Her curiosity with regard to life spread to her benevolences, which often took somewhat the form of voyages of discovery. Among these her weekly excursion to the London Hospital, in all weathers and in every kind of cheap conveyance, was prominent. I have to confess that I preferred that a visit to her should not be immediately prefaced by one of these adventures among the "pore dear things" at the hospital, because that was sure to mean the recital of some gruesome operation she had heard of, or the details of some almost equally gruesome cure. She enjoyed the whole experience in a way which is blank to the professional humanitarian, but I suspect the "pore dear things" appreciated her listening smile and sympathetic worldliness much more than they would have done the admonitions of a more conscious philanthropist.
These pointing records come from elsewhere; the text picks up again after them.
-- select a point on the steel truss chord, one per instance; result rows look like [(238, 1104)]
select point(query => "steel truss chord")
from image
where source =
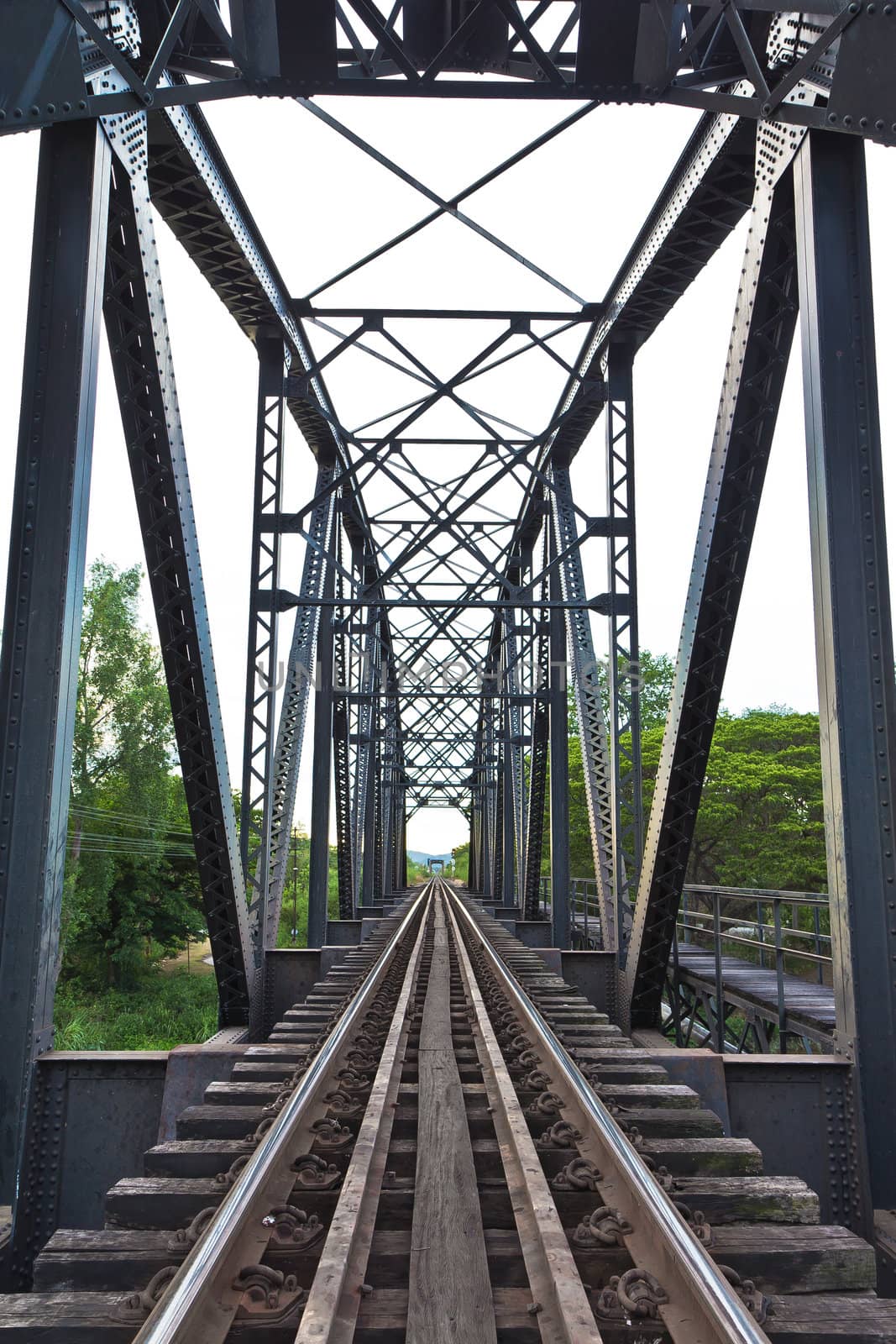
[(144, 378), (537, 759), (342, 765), (762, 335), (559, 757), (322, 759), (589, 702), (42, 642), (853, 628), (261, 660), (298, 676), (624, 674), (515, 768)]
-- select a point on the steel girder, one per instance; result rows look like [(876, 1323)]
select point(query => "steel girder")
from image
[(853, 627), (587, 687), (745, 57), (761, 340), (322, 765), (147, 396), (624, 675), (298, 676), (558, 753), (261, 662), (42, 635)]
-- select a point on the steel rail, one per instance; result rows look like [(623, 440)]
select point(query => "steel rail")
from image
[(566, 1316), (192, 1287), (712, 1310), (331, 1310)]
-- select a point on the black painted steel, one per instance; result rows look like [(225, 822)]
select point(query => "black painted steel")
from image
[(853, 624), (743, 57), (761, 340), (147, 396), (42, 632)]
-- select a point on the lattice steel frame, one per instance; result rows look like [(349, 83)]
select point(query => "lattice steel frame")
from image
[(517, 591)]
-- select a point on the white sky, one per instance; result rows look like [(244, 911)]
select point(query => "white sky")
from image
[(574, 208)]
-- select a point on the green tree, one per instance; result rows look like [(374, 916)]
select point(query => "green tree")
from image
[(761, 820), (132, 891)]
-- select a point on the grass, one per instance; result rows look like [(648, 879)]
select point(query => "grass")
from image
[(163, 1012)]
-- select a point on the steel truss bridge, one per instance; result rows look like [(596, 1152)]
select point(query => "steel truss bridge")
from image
[(443, 531)]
And, indeed, in retrospect, it is her kindliness that shines forth. She followed all that her friends did, everything that happened to those who were close to them. She liked always to receive the tribute of what she called my "literary efforts," and was ruthlessly sharp in observing announcements of them: "Publishing again, and of course no copy for poor old me," when not a volume had yet left the binders. She took up absurd little phrases with delightful camaraderie; I have forgotten why at one time she took to signing herself "Your Koh-i-Noor," and wrote: "If I can hope to be the Koh-i-Noor of Mrs. Gosse's party, I shall be sure to come on Monday." One might go on indefinitely reviving these memories of her random humour and kindly whimsicality. But I close on a word of tenderer gravity, which I am sure will affect you. She had been a little tyrannical, as usual, and perhaps thought the tone of her persiflage rather excessive; a few hours later came a second note, which began: "You have made my life happier for me these last years—you, and Lady Airlie, and dearest Winifred." From her who never gave way to sentimentality in any form, and who prided herself on being as rigid as a nut-cracker, this was worth all the protestations of some more ebullient being. And there, dear Lady Burghclere, I must leave this poor sketch for such approval as you can bring yourself to give it.